Simplify the design of controller for the coupling eliminated between each phase, after being phase voltage by line voltage transitions, by formula (3), coordinate transform is carried out to formula (2).
x α x β = 2 3 1 - 1 / 2 - 1 / 2 0 3 / 2 - 3 / 2 x A x B x C = T 3 S / 2 S x A x B x C - - - ( 3 )
Can obtain:
0 ( - 1 / C ) · T 2 S / 3 S ( U d / L ) · AT 2 S / 3 S 0 u · αβ i · αβ = 0 ( 1 / C ) · T 2 S / 3 S ( - 1 / L ) · AT 2 S / 3 S ( - r / L ) · AT 2 S / 3 S - - - ( 4 )
+ 0 ( - 1 / C ) · T 2 S / 3 S ( U d / L ) · AT 2 S / 3 S 0 S α , β I α , β
Arrange formula (4), can be balanced 3-phase power converter Mathematical Modeling under α β coordinate system is:
u · α u · β = 1 3 C i α i β - 1 3 C I oα I oβ - - - ( 5 )
i · α i · β = - r / L 0 0 - r / L i α i β - 1 L u α u β + 1 L U α U β - - - ( 6 )
(u αu β) T=T 3S/2S(u abu bcu ca) T
(I I ) T=T 3S/2S(I oaI obI oc) T
(i αi β) T=T 3S/2S(I aI bI c) T
State variable u as can be seen from the above equation on α axle α, i αwith the state variable u on β axle β, i βwithout any coupled relation, be mutually independent; The state equation of system on α (β) axle is consistent with the state equation of single-phase converter.Can reach a conclusion: balance 3-phase power converter model, after 3S/2S coordinate transform, can be equivalent to two separate single-phase converters.Therefore, only need two identical single-phase controllers to control with β phase α phase respectively, just can realize the control to whole MW class current transformer.
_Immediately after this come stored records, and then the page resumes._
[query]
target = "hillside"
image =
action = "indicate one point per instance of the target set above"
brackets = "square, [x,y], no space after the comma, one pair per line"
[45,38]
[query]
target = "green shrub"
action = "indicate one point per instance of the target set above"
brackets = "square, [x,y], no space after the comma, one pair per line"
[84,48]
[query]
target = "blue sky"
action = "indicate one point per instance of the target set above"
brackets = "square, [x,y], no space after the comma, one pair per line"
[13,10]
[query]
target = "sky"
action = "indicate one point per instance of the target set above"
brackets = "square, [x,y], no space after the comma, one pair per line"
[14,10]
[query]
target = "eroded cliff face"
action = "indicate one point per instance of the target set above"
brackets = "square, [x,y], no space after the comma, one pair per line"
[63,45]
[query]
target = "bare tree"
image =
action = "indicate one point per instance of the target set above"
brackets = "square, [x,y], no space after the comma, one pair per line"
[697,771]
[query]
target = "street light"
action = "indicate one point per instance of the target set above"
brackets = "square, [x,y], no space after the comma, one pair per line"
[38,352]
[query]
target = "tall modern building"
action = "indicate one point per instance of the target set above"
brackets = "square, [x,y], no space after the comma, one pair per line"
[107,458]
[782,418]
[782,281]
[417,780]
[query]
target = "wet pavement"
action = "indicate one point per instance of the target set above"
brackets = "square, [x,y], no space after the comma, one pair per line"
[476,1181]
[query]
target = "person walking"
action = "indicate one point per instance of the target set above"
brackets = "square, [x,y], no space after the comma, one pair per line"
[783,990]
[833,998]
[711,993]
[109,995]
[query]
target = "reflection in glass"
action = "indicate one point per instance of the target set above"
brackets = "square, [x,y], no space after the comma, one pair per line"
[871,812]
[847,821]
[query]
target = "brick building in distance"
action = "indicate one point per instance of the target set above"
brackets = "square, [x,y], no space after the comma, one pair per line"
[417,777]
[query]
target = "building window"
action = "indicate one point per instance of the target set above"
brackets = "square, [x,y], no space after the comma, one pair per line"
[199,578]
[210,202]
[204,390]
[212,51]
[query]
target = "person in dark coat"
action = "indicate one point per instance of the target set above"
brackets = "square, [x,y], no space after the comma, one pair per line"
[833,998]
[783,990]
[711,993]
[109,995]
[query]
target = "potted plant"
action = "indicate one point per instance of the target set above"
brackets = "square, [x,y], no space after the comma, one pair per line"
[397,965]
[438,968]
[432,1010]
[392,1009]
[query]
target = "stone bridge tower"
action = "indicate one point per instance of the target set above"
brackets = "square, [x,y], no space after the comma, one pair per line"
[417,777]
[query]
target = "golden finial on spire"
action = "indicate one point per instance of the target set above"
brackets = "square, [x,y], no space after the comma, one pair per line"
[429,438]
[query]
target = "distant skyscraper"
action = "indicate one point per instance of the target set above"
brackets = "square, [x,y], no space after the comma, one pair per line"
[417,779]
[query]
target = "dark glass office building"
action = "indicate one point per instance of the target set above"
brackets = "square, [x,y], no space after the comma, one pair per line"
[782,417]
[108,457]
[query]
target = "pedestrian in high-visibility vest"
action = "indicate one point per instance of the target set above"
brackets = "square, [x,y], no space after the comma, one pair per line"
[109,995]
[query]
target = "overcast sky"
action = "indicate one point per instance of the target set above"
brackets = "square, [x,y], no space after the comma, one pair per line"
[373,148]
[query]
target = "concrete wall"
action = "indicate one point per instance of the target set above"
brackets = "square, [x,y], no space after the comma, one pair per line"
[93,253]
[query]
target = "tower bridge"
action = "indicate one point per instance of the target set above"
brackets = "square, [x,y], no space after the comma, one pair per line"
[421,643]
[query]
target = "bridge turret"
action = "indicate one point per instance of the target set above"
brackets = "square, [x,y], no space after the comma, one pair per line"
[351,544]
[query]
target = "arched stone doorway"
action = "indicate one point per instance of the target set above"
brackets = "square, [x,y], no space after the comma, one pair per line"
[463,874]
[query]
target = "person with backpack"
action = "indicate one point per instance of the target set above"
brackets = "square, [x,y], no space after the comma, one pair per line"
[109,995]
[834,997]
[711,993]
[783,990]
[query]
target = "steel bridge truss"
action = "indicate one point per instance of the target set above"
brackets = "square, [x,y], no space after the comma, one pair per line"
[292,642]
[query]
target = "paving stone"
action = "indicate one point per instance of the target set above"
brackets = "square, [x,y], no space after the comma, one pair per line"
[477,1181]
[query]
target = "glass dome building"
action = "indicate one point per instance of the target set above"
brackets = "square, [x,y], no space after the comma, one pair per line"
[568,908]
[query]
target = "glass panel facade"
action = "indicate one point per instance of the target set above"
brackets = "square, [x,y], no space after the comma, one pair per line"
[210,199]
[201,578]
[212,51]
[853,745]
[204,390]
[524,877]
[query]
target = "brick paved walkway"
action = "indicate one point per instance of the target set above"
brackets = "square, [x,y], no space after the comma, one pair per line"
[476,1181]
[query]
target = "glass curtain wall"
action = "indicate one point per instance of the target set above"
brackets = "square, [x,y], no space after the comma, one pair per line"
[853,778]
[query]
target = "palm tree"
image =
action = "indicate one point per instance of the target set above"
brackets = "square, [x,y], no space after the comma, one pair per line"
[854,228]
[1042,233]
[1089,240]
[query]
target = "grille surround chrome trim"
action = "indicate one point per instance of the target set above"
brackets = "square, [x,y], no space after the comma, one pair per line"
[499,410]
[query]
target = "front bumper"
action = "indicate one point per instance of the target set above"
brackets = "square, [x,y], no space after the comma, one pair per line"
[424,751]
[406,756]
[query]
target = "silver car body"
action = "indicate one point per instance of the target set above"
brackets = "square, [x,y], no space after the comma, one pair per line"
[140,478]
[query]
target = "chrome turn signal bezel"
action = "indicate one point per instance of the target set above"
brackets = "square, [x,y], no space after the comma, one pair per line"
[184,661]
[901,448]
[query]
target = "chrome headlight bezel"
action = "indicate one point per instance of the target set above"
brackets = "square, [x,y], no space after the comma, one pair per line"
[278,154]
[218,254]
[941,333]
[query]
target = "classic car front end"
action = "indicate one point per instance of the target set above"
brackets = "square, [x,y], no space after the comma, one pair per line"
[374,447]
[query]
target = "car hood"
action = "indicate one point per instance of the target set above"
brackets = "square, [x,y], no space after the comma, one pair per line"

Fig. 2 is shown in by one embodiment of the invention control structure block diagram.α phase is identical with the neural Networks Internal Model Control device in β phase, therefore only introduces the design of α phase control device.In figure, NNC is neural Networks Internal Model Control device, produces the control signal u needed for current transformer work αs (), NNM is the current transformer model of application neural network identification, and in parallel with current transformer, α phase current transformer is control object, current transformer output voltage and be the difference e that neural Networks Internal Model Control device model exports m(s)=y α(s)-y ms () is used as the Modeling Error Feedback signal of NNM.Gr (s) is input filter (the simplest situation is Gr (s)=1), reduces impact during impact set point, softening control action; For feedback function, (the simplest situation is Gf (s)=1 to Gf (s); ), be used for suppressing to export concussion, obtain the dynamic characteristic and robustness expected; e cs difference that () exports with control object for system input.E fs () is e ms () is by filter G ffeedback quantity after (s).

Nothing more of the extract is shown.